Each pool is wrapped in an Arkis Agreement smart contract, which strictly enforces security and business policies. Below are examples of agreement-level configurations and policies:
Deposit thresholds,
Supply APY,
Leveraged assets,
Various whitelists, including borrower and lender wallets, supported tokens, pools, and more"
Arkis can configure and deploy a custom OTC Agreement to meet specific compliance requirements, or alternatively, customer can use widely accepted pools with more flexible constraints.

Asset Manager
The lending and trading process is fully automated and executed directly on-chain. Arkis provides the infrastructure to enable a secure marketplace for both Liquidity Providers and Asset Managers. Only whitelisted entities can participate in a pool. Arkis does not have control over user funds, except for the liquidation workflow, which ensures that Liquidity Providers recover their funds with interest in cases of Asset Manager misbehavior or adverse market conditions.
A Margin Account is a specialised smart contract allocated to borrowers. It holds funds borrowed from associated staking pool, along with the collateral provided by the borrower.

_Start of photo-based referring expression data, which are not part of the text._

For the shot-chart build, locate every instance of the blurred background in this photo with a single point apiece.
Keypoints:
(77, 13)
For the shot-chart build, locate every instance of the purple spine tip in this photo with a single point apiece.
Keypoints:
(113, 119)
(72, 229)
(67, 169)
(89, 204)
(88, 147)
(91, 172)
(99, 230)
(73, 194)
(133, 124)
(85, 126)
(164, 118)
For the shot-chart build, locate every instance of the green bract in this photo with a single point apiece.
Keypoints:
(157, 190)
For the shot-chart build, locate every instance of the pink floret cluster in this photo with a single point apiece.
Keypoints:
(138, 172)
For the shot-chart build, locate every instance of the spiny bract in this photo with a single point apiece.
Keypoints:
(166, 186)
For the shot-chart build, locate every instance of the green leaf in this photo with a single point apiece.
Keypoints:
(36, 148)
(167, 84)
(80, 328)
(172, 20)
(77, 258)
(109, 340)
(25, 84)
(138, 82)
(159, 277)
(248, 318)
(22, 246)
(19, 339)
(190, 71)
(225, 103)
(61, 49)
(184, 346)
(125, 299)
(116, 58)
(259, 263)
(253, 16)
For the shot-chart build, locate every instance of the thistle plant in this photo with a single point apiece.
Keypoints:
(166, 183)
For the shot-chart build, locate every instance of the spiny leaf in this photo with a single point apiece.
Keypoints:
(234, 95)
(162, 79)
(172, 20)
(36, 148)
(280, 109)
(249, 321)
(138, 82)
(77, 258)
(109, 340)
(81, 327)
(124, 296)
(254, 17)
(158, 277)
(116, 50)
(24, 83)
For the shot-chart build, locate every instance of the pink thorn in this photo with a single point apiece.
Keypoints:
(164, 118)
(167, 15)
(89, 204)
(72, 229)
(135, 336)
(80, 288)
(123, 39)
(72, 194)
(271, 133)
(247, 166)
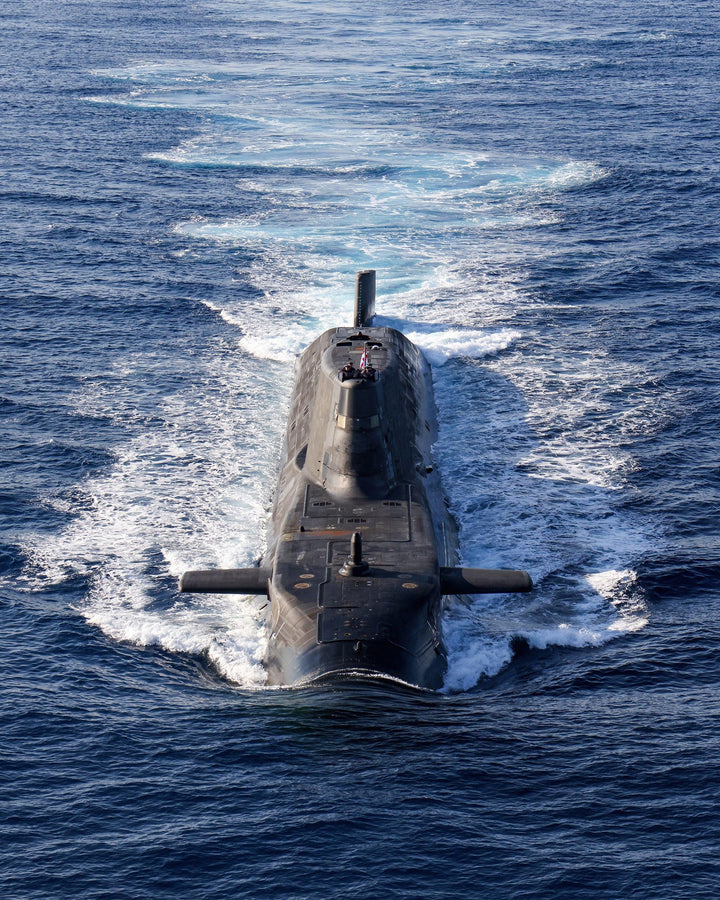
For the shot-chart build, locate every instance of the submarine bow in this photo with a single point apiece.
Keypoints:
(362, 549)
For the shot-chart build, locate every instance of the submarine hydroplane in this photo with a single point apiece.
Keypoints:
(362, 549)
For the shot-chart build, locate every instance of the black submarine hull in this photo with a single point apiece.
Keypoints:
(361, 548)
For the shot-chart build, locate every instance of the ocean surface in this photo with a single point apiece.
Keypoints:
(187, 190)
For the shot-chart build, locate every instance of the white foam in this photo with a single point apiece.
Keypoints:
(440, 346)
(528, 458)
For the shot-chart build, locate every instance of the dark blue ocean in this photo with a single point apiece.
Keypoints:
(187, 190)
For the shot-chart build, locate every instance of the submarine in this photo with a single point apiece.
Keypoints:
(362, 549)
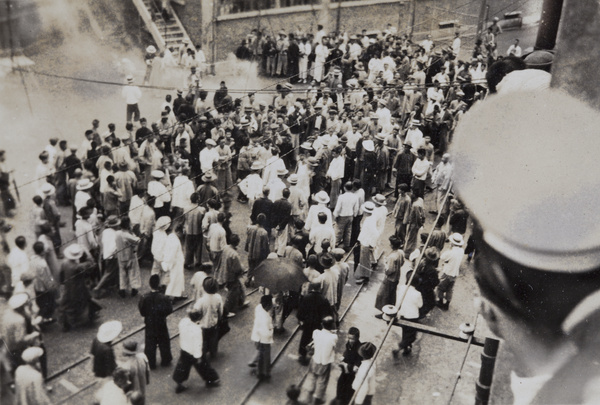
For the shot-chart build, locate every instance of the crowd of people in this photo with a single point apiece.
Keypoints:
(318, 167)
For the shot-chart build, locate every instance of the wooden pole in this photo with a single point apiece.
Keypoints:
(548, 29)
(482, 13)
(575, 66)
(486, 372)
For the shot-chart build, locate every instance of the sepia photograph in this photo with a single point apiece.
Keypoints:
(269, 202)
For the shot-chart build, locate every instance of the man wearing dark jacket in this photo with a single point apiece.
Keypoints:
(263, 206)
(280, 220)
(311, 311)
(155, 307)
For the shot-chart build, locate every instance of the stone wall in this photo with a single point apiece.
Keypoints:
(371, 15)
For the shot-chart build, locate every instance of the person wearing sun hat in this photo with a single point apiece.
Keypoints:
(104, 362)
(365, 382)
(14, 328)
(29, 381)
(160, 196)
(321, 199)
(450, 261)
(77, 307)
(368, 237)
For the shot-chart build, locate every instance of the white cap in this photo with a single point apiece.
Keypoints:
(533, 185)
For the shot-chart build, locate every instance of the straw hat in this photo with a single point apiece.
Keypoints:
(73, 252)
(32, 354)
(368, 207)
(321, 197)
(163, 223)
(293, 179)
(157, 174)
(113, 221)
(48, 189)
(84, 184)
(379, 199)
(369, 145)
(456, 239)
(256, 166)
(208, 177)
(18, 300)
(108, 331)
(367, 350)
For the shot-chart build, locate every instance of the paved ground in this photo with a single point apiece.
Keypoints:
(65, 109)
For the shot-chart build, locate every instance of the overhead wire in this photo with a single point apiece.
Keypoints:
(401, 301)
(187, 120)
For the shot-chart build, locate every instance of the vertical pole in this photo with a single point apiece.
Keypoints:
(578, 41)
(412, 19)
(339, 17)
(548, 29)
(486, 372)
(214, 43)
(482, 12)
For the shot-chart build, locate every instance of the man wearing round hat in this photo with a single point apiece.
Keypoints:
(368, 237)
(104, 362)
(450, 261)
(159, 194)
(14, 329)
(251, 186)
(132, 95)
(29, 382)
(537, 256)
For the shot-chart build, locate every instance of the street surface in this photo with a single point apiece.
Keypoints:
(62, 108)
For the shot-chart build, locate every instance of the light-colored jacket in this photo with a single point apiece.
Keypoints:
(262, 331)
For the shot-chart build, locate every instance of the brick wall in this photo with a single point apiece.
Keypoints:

Arkis’s off-chain infrastructure—including its risk management system—continuously monitors each Margin Account to ensure margin maintenance at all times.
The Asset Manager interacts directly with Arkis DMA to allocate a Margin Account. The process consists of two steps:
Collateral transfer and assignment of the Margin Account to a borrower
if there is no available Margin Account, a new instance will be deployed, that can lead to additional cost of the allocation transaction
Liquidity transfer and activation of the Margin Account
Activation is always performed by the Arkis Risk Management system to ensure sufficient collateral has been transferred, preventing immediate liquidation of the account. Once the Asset Manager successfully transfers collateral to the Margin Account, the Margin Engine calculates the account's risk value and either fulfills the loan request or reverts the transaction and returns the collateral to the Asset Manager.